Description of problem:
When a custom <script> resource encounters an unrecoverable failure at
application/resource level, it needs to be able to trigger a failover
to another node.  Currently failover is initiated only for heartbeat
problems at CMAN level.  When heartbeat is okay, rgmanager keeps
calling "recover" command on the script, which keeps returning error.

A possible solution is to define a specific exit code for the script
that indicates to rgmanager the application should be failed over.

Version-Release number of selected component (if applicable):


How reproducible:
Always

Steps to Reproduce:

1. Define a <script> resource that returns non-zero exit code for
"status" and "recover" commands.  "start" and "stop" commands should
work normally.


Additional info:

Comment 1 Lon Hohberger 2005-02-25 21:20:57 UTC

Would it work to simply add a per-group policy:

"Relocate-on-failure" vs. "restart-on-failure" ?

Also, it looks like the script resource shouldn't actually _have_ a
"recover" option,  not that this would have any affect on the
behavior.  Most system-level init scripts (which is what the script
wrapper is supposed to handle) have never heard of "recover" actions,
and would just return an error code (or worse: success...).

Comment 2 Jiho Hahm 2005-02-25 23:12:26 UTC

I agree script resource doesn't need a recover action.  (But
rgmanager/src/resources/script.sh currently defines it.)

"Relocate-on-failure" vs. "restart-on-failure" policy option would
work, but with relocate option there may be a possibility of infinite
relocation loop.  If you have a situation where resource fails to
start regardless of node (perhaps due to misconfiguration or problem
with common SAN), the resource will keep relocating.  There needs to
be a mechanism to detect this case and disable the resource after a while.

Comment 3 Lon Hohberger 2005-02-28 23:16:40 UTC

There was a bug where a node kept trying to restart services locally
instead of relocating them in the event of a "failed start".  This is
related, but not the same as what's in this bugzilla.

Comment 4 Lon Hohberger 2005-03-02 17:32:45 UTC

Recovery policy (restart/relocate/disable) is in CVS.

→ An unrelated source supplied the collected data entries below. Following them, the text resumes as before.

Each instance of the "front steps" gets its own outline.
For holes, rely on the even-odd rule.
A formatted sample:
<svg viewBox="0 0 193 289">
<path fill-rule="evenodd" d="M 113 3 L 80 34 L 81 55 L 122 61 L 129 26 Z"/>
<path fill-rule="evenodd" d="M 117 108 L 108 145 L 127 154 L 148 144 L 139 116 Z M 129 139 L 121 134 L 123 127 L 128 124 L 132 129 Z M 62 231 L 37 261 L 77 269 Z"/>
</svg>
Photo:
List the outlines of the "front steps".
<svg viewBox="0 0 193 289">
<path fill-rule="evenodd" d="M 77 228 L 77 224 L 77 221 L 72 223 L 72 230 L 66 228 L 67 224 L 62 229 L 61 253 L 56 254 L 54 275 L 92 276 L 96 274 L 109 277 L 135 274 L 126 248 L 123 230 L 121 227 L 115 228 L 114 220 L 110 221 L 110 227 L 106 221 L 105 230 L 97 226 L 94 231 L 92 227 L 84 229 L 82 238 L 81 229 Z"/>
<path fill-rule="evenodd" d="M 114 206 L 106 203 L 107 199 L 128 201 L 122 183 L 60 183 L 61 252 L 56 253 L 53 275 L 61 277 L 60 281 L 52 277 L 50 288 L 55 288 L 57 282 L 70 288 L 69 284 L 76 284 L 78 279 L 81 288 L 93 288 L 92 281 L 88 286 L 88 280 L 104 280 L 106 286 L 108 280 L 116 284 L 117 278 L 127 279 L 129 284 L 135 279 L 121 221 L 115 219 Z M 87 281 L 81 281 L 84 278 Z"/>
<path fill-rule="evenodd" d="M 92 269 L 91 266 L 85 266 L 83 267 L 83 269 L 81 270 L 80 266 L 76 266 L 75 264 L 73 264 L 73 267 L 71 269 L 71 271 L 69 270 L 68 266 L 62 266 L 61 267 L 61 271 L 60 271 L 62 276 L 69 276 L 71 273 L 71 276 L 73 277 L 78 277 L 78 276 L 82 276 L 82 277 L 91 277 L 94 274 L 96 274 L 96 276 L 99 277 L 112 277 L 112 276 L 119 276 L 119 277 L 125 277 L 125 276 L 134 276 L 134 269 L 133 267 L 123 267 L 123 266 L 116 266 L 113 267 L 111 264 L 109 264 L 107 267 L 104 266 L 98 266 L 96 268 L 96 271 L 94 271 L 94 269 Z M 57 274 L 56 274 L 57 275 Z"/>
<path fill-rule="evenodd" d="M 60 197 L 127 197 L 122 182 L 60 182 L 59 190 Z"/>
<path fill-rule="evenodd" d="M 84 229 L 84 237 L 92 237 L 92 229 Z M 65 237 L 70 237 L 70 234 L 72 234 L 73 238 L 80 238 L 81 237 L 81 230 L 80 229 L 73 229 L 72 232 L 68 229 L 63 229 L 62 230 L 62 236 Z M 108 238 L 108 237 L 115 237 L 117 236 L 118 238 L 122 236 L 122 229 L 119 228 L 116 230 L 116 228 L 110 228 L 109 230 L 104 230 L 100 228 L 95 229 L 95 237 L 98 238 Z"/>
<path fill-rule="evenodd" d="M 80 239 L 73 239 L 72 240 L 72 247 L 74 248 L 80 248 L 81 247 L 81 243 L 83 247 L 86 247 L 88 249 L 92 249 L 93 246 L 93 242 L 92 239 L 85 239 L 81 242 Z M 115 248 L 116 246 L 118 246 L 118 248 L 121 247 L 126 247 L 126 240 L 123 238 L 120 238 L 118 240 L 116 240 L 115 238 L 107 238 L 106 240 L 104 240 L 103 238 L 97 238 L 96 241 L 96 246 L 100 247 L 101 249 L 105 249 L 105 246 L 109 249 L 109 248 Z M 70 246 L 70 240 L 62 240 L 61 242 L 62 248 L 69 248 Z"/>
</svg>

Recovery was typically 3 steps in clumanager/rgmanager:
(1) Restart locally.  If the "start" phase fails, we proceed to step 2.
(2) Relocate to another node.  If the "start" phase fails on the other
node, we try the next legal target until all targets are exhausted.
(3) If all nodes are exhausted, stop the service and wait for the next
node transition to recover it.

restart: Default.  Reflects the above recovery mechanism for resource
groups.

relocate: Skip step (1).

disable: Don't bother trying to recover the service.  Disable it (=
prevent it from running).

There is some expectancy that the resource agents/scripts have some
intelligence and fail to start if there's serious configuration problem.

The changes in CVS don't address detection of "ping-pong service"
effect which is caused by applications crashing soon after startup
(but reporting successful startup).  This is a different issue.